Pour l’heure, quatre solutions énergétiques coexistent, mais aucune n’est satisfaisante à elle seule : le kérosène, l’hydrogène – qui nécessite des réservoirs quatre à six fois plus grands –, les batteries, trop lourdes, et les biocarburants.
« L’avion hybride (alliant l’une ou l’autre de ces solutions, NDLR) présente l’avantage majeur d’être déployable à court terme », affirme Jérôme Bouchard, expert en aéronautique au cabinet Oliver Wyman.
Au Bourget, qui ouvre ses portes lundi, l’Onera présente « Dragon », son nouveau concept d’avion de ligne de 150 places, hybride et à « propulsion distribuée », c’est-à-dire une multitude de moteurs électriques placés sous les ailes et alimentés par des turbogénérateurs fonctionnant au kérosène. Le gain en termes de consommation serait de 15 % par rapport à un A320 de nouvelle génération.

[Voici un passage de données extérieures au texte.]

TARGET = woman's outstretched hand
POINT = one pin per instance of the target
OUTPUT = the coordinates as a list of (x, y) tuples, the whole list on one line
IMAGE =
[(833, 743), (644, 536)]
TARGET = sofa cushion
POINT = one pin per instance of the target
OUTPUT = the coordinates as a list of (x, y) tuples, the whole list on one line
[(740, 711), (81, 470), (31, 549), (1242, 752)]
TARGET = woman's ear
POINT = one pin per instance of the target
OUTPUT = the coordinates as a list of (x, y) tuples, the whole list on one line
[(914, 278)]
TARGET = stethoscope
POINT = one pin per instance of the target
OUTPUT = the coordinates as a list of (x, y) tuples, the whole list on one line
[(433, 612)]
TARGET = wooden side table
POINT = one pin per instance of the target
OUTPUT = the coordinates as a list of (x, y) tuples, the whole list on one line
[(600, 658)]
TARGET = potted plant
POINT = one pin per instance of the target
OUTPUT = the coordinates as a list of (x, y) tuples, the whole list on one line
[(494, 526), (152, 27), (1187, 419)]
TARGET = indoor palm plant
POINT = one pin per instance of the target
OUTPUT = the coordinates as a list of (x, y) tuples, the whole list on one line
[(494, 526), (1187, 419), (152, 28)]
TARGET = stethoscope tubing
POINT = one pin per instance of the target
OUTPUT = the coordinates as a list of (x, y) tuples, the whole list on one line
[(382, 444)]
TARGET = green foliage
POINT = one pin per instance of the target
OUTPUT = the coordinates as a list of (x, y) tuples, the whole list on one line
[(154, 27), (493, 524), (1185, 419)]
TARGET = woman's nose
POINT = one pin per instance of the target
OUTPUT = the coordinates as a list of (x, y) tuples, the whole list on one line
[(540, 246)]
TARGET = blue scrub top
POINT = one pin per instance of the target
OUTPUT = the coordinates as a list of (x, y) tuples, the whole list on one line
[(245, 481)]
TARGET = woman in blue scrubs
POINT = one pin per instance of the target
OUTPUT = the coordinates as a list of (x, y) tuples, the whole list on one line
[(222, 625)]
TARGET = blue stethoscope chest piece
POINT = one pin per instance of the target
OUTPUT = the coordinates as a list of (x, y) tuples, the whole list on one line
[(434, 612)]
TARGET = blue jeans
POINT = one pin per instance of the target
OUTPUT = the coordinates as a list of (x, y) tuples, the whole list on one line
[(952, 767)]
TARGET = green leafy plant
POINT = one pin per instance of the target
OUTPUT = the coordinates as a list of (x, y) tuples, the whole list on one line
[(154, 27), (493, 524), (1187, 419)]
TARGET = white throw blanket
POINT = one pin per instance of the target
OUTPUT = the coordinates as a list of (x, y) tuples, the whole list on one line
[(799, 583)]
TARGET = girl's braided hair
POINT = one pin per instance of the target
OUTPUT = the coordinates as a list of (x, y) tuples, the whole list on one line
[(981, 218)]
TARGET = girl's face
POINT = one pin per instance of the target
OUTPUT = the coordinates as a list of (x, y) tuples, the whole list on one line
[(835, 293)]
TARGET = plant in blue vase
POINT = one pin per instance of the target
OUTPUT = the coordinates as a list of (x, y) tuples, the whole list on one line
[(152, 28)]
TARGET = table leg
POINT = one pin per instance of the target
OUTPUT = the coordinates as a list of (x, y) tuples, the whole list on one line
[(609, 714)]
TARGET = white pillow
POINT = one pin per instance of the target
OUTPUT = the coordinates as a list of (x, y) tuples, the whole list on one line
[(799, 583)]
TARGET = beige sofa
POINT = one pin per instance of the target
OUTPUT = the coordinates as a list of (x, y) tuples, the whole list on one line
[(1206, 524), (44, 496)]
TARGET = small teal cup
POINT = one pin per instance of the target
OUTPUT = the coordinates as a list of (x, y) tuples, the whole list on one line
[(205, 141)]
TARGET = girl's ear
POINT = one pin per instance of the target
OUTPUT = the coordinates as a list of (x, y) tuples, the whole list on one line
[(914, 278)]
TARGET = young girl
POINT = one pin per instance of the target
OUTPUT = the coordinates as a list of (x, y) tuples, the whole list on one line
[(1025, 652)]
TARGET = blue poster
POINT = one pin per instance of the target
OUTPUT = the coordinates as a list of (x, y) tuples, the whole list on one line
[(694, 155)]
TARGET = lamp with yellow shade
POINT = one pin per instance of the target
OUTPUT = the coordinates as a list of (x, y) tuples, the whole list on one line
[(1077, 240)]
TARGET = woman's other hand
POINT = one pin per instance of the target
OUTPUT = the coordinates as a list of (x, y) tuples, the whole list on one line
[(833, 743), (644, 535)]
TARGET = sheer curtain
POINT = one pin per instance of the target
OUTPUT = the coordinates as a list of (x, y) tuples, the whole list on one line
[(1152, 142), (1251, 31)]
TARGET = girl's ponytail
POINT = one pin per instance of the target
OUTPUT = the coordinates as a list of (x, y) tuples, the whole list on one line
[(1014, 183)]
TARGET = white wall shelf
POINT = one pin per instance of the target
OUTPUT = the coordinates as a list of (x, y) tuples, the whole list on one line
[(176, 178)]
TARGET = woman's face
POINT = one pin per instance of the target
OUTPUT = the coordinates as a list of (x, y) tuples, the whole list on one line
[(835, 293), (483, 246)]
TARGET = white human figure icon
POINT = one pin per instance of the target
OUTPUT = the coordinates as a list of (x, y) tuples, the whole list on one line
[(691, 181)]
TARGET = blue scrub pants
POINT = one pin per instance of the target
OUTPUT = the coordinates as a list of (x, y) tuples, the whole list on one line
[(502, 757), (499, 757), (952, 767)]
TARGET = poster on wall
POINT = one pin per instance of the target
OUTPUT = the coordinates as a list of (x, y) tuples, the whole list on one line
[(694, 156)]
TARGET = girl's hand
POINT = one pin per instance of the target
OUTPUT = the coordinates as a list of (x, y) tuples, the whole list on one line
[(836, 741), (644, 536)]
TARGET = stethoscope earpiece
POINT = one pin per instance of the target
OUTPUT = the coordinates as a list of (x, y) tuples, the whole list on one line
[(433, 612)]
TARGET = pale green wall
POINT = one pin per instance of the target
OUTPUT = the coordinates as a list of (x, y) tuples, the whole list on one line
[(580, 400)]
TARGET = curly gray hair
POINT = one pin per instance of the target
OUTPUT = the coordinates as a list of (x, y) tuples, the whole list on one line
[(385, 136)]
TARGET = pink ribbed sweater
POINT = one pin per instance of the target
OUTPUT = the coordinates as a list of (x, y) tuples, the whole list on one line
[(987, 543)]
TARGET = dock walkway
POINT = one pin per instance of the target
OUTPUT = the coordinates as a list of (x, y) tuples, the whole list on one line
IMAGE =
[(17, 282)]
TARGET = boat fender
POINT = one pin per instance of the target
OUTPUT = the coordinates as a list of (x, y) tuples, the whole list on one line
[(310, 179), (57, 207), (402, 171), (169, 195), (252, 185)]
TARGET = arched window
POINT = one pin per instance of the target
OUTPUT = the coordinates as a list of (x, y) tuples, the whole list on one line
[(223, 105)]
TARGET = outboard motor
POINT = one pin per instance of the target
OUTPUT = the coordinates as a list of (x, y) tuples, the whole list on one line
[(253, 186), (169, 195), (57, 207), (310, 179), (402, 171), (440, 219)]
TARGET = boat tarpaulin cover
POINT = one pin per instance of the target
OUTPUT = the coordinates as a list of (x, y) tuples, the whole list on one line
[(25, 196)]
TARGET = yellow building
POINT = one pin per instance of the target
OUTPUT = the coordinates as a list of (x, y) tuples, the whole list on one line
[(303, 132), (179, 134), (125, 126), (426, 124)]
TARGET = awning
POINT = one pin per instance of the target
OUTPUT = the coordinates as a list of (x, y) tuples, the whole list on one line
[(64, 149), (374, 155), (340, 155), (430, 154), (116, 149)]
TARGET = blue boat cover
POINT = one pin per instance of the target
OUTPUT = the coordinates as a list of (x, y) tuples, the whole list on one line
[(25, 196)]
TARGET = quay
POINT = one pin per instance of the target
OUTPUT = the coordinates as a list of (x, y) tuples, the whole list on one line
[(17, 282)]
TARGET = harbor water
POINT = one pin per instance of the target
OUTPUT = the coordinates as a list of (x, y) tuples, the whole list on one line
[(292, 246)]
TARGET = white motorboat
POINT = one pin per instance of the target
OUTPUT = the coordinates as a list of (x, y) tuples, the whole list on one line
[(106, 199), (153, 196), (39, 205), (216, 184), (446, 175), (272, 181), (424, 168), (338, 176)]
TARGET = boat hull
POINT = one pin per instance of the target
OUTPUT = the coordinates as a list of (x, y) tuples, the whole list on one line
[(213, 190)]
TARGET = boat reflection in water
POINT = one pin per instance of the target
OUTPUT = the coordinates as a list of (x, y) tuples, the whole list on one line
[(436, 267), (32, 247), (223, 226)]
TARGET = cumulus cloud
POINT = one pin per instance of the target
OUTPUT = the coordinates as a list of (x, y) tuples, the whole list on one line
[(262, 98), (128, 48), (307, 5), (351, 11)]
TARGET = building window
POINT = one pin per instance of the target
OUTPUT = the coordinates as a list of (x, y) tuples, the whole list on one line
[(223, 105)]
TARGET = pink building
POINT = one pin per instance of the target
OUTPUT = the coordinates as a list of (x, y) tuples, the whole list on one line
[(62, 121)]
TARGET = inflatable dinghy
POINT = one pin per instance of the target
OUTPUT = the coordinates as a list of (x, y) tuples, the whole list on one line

Le biocarburant peut « réduire de 50 à 90 % les émissions de gaz à effet de serre » des avions par rapport au kérosène actuel, selon l’institut IFP Énergies nouvelles (IFPEN). Il a été testé avec succès. Mais, pour l’heure, son bilan carbone total est discutable, sa production entre en conflit avec les cultures alimentaires et son prix est très élevé. De nouvelles solutions à base d’algues, de résidus forestiers ou de déchets sont à l’étude ou en projet.
Autre piste pour réduire la consommation de carburant : l’allègement de la structure de l’avion. La fibre de carbone est déjà largement utilisée pour certaines parties du fuselage, mais ce matériau n’est pas très écologique.
Des recherches sont en cours pour exploiter les capacités de capteur de CO2 des algues et les utiliser comme fibre. La résistance des toiles d’araignées et leur incroyable flexibilité sont également examinées par les chercheurs qui pourraient s’en inspirer.
Enfin, des formes futuristes sont dans les tiroirs, comme l’aile delta ou en forme de V pour améliorer l’aérodynamique et s’adapter à de nouveaux modes de propulsion.
Pour M. Bouchard, le fait que l’aviation soit actuellement pointée du doigt peut finalement être une « opportunité pour l’industrie ». « La flotte commerciale mondiale représente seulement 28 000 avions », c’est-à-dire, selon lui, « la bonne taille pour réagir ».